Why massive inserts using SubmitChanges lack in performance.

Bulk inserting using LINQ to SQL, why is it so slow?

Well, the short answer is that it is not designed to do bulk inserts.

But out of curiosity, why is it slow?

Well, let us do it by example (my preferred way). First create a table in SQL Server like so (this will basically represent a person):

create table OurLinqPerson (cid int primary key, fname nvarchar(10), lname nvarchar(10), age int)

--drop table OurLinqPerson

Then create a new C# console project in Visual Studio.

Right click the project and add a new item, “LINQ to SQL Classes”, call it Person.dbml.

Then use the Server Explorer to find the table (OurLinqPerson) and drag it to the designer surface and “Save”.

Then add the following code:

        static void Main(string[] args)

        {

            int noOfPersonsToInsert = 10000;

            long calc = 0;

            try

            {

                PersonDataContext pdc = new PersonDataContext();

                Stopwatch sw = new Stopwatch();

                sw.Start();

                for (int i = 0; i < noOfPersonsToInsert; i++)

                {

                    OurLinqPerson olp = new OurLinqPerson { cid = i, fname = "Peter", lname = "Peterson", age = 33 };

                    // Add the object to the datacontext.

                    pdc.OurLinqPersons.InsertOnSubmit(olp);

                    if (i % 500 == 0)

                    {

                        Console.WriteLine("Time (ms): Total / This batch {0, 3} / {1, 3}, Objects using InsertOnSubmit: {2}", sw.ElapsedMilliseconds.ToString(), (sw.ElapsedMilliseconds - calc).ToString(), i);

       calc = sw.ElapsedMilliseconds;

                    }

                }

                Console.WriteLine("All InsertOnSubmits done. Total elapsed time (ms): {0}. \n\nNow calling SubmitChanges...", sw.ElapsedMilliseconds.ToString());

      calc = sw.ElapsedMilliseconds;

               

                // Now submit changes to the database.

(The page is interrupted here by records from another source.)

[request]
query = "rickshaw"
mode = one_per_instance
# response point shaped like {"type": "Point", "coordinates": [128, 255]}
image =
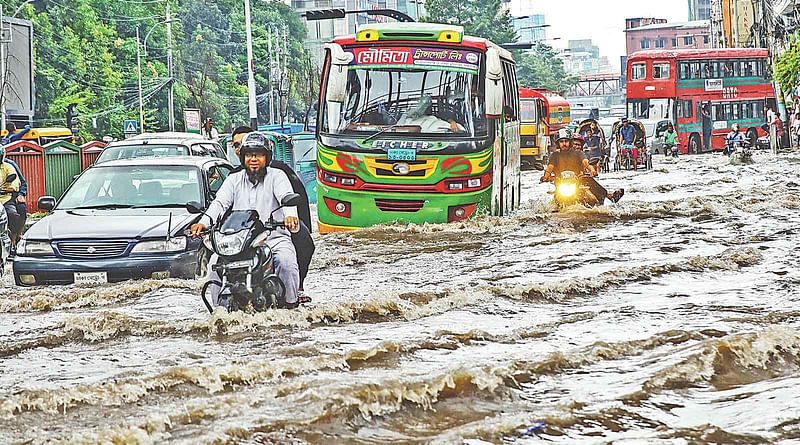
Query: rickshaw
{"type": "Point", "coordinates": [632, 156]}
{"type": "Point", "coordinates": [601, 163]}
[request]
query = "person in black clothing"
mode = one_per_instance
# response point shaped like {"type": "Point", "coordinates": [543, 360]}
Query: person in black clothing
{"type": "Point", "coordinates": [567, 159]}
{"type": "Point", "coordinates": [303, 243]}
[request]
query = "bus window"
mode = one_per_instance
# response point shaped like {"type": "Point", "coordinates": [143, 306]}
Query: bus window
{"type": "Point", "coordinates": [638, 71]}
{"type": "Point", "coordinates": [695, 69]}
{"type": "Point", "coordinates": [685, 108]}
{"type": "Point", "coordinates": [661, 71]}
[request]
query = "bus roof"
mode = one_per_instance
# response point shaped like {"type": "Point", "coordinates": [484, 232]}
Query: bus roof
{"type": "Point", "coordinates": [552, 99]}
{"type": "Point", "coordinates": [418, 33]}
{"type": "Point", "coordinates": [706, 53]}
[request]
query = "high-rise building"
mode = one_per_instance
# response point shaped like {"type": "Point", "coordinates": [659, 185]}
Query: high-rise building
{"type": "Point", "coordinates": [530, 28]}
{"type": "Point", "coordinates": [699, 10]}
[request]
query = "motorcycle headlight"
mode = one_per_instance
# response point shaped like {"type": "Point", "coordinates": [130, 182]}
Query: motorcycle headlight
{"type": "Point", "coordinates": [33, 248]}
{"type": "Point", "coordinates": [567, 190]}
{"type": "Point", "coordinates": [229, 245]}
{"type": "Point", "coordinates": [175, 244]}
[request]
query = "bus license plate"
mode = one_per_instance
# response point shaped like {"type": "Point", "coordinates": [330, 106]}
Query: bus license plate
{"type": "Point", "coordinates": [402, 154]}
{"type": "Point", "coordinates": [93, 278]}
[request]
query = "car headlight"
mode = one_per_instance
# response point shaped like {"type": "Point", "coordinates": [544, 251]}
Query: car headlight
{"type": "Point", "coordinates": [567, 190]}
{"type": "Point", "coordinates": [175, 244]}
{"type": "Point", "coordinates": [229, 245]}
{"type": "Point", "coordinates": [34, 248]}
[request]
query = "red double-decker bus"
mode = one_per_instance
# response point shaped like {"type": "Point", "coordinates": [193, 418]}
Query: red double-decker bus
{"type": "Point", "coordinates": [704, 92]}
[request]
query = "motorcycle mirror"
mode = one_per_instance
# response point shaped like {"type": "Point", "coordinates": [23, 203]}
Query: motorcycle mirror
{"type": "Point", "coordinates": [46, 203]}
{"type": "Point", "coordinates": [194, 207]}
{"type": "Point", "coordinates": [291, 200]}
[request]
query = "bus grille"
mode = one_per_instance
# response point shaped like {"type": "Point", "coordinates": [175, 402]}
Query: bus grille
{"type": "Point", "coordinates": [399, 205]}
{"type": "Point", "coordinates": [92, 249]}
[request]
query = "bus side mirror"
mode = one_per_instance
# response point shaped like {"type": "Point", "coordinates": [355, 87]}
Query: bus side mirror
{"type": "Point", "coordinates": [336, 86]}
{"type": "Point", "coordinates": [494, 83]}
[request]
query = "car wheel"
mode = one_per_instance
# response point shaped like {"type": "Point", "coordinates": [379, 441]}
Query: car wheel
{"type": "Point", "coordinates": [694, 145]}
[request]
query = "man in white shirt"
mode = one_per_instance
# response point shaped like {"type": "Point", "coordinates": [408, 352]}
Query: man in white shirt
{"type": "Point", "coordinates": [261, 188]}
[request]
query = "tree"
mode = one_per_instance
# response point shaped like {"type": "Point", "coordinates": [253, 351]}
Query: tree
{"type": "Point", "coordinates": [480, 18]}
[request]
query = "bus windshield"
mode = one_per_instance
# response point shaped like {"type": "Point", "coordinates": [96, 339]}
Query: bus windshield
{"type": "Point", "coordinates": [422, 91]}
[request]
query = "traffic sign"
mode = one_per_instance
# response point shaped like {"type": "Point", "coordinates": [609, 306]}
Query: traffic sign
{"type": "Point", "coordinates": [130, 126]}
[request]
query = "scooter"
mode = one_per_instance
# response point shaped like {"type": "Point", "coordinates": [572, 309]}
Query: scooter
{"type": "Point", "coordinates": [246, 263]}
{"type": "Point", "coordinates": [5, 234]}
{"type": "Point", "coordinates": [570, 191]}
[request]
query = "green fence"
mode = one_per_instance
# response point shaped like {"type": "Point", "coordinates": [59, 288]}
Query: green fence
{"type": "Point", "coordinates": [62, 161]}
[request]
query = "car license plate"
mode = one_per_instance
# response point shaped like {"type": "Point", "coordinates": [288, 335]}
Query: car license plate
{"type": "Point", "coordinates": [402, 154]}
{"type": "Point", "coordinates": [91, 277]}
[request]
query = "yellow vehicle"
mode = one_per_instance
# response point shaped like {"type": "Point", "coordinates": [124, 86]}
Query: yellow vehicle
{"type": "Point", "coordinates": [42, 136]}
{"type": "Point", "coordinates": [543, 113]}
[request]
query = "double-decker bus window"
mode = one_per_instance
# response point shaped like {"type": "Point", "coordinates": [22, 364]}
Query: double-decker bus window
{"type": "Point", "coordinates": [638, 71]}
{"type": "Point", "coordinates": [661, 71]}
{"type": "Point", "coordinates": [684, 108]}
{"type": "Point", "coordinates": [683, 71]}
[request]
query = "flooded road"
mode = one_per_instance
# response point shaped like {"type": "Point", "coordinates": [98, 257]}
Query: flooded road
{"type": "Point", "coordinates": [670, 317]}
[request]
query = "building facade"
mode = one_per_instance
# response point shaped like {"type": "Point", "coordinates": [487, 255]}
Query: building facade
{"type": "Point", "coordinates": [699, 10]}
{"type": "Point", "coordinates": [663, 35]}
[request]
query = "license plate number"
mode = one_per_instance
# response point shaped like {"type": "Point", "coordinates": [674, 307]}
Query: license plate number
{"type": "Point", "coordinates": [402, 154]}
{"type": "Point", "coordinates": [91, 277]}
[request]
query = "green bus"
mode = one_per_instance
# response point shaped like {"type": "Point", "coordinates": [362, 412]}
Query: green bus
{"type": "Point", "coordinates": [417, 123]}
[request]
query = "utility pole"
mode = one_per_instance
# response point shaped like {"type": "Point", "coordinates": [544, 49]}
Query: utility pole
{"type": "Point", "coordinates": [170, 69]}
{"type": "Point", "coordinates": [3, 40]}
{"type": "Point", "coordinates": [139, 72]}
{"type": "Point", "coordinates": [251, 78]}
{"type": "Point", "coordinates": [271, 72]}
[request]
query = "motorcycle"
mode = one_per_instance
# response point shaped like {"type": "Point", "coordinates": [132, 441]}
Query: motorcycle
{"type": "Point", "coordinates": [246, 263]}
{"type": "Point", "coordinates": [5, 235]}
{"type": "Point", "coordinates": [570, 191]}
{"type": "Point", "coordinates": [740, 152]}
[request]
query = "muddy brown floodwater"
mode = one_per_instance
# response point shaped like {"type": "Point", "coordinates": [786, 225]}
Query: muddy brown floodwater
{"type": "Point", "coordinates": [671, 317]}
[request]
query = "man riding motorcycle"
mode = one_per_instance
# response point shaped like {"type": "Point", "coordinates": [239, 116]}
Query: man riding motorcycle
{"type": "Point", "coordinates": [733, 139]}
{"type": "Point", "coordinates": [261, 188]}
{"type": "Point", "coordinates": [574, 160]}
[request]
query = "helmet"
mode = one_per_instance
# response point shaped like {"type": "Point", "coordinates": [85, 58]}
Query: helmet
{"type": "Point", "coordinates": [256, 142]}
{"type": "Point", "coordinates": [563, 134]}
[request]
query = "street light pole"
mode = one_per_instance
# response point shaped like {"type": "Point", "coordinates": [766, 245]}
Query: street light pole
{"type": "Point", "coordinates": [4, 40]}
{"type": "Point", "coordinates": [251, 78]}
{"type": "Point", "coordinates": [171, 97]}
{"type": "Point", "coordinates": [139, 71]}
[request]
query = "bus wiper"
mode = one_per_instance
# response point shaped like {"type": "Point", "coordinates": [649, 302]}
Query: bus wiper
{"type": "Point", "coordinates": [103, 207]}
{"type": "Point", "coordinates": [156, 206]}
{"type": "Point", "coordinates": [381, 131]}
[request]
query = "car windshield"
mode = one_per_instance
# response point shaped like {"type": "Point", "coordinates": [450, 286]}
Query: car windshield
{"type": "Point", "coordinates": [142, 150]}
{"type": "Point", "coordinates": [409, 100]}
{"type": "Point", "coordinates": [133, 186]}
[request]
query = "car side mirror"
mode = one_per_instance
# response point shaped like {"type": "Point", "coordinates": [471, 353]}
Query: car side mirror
{"type": "Point", "coordinates": [194, 207]}
{"type": "Point", "coordinates": [291, 200]}
{"type": "Point", "coordinates": [46, 203]}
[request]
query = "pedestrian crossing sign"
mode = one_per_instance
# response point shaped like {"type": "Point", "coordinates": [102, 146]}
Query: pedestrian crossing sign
{"type": "Point", "coordinates": [130, 126]}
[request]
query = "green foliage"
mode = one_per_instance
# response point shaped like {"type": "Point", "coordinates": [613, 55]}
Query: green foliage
{"type": "Point", "coordinates": [85, 52]}
{"type": "Point", "coordinates": [787, 67]}
{"type": "Point", "coordinates": [480, 18]}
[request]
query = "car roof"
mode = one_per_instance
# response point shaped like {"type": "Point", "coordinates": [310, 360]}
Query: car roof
{"type": "Point", "coordinates": [195, 161]}
{"type": "Point", "coordinates": [167, 135]}
{"type": "Point", "coordinates": [158, 141]}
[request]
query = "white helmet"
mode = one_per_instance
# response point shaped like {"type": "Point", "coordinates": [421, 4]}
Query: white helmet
{"type": "Point", "coordinates": [564, 133]}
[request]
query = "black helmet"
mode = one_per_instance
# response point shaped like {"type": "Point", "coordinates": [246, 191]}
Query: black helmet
{"type": "Point", "coordinates": [256, 142]}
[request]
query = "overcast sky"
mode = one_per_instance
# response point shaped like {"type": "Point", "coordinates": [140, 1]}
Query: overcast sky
{"type": "Point", "coordinates": [603, 21]}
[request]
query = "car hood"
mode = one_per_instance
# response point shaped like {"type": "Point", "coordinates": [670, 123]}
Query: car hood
{"type": "Point", "coordinates": [109, 224]}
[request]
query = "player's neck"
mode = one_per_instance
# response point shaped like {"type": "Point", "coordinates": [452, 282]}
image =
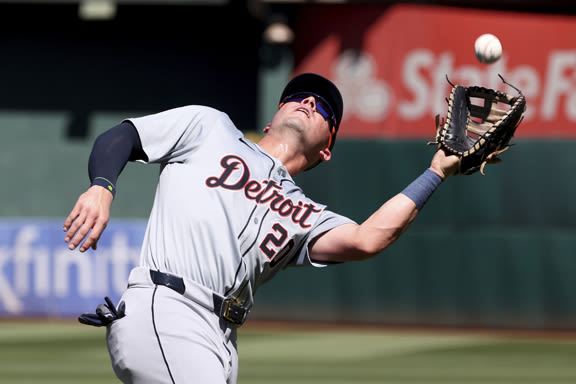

                pdc.SubmitChanges();

               

                Console.WriteLine("SubmitChanges done, time for this (ms): {0}", (sw.ElapsedMilliseconds - calc).ToString());

                sw.Stop();

                Console.WriteLine("\n\nTotal elapsed time (ms): {0}", sw.ElapsedMilliseconds.ToString());

            }

            catch (Exception ex)

            {

                Console.WriteLine(ex);

            }

        }

The code hopefully is self-explanatory. We want to insert 10000 rows into the OurLinqPerson table, we do this by creating an instance of the OurLinqPerson object.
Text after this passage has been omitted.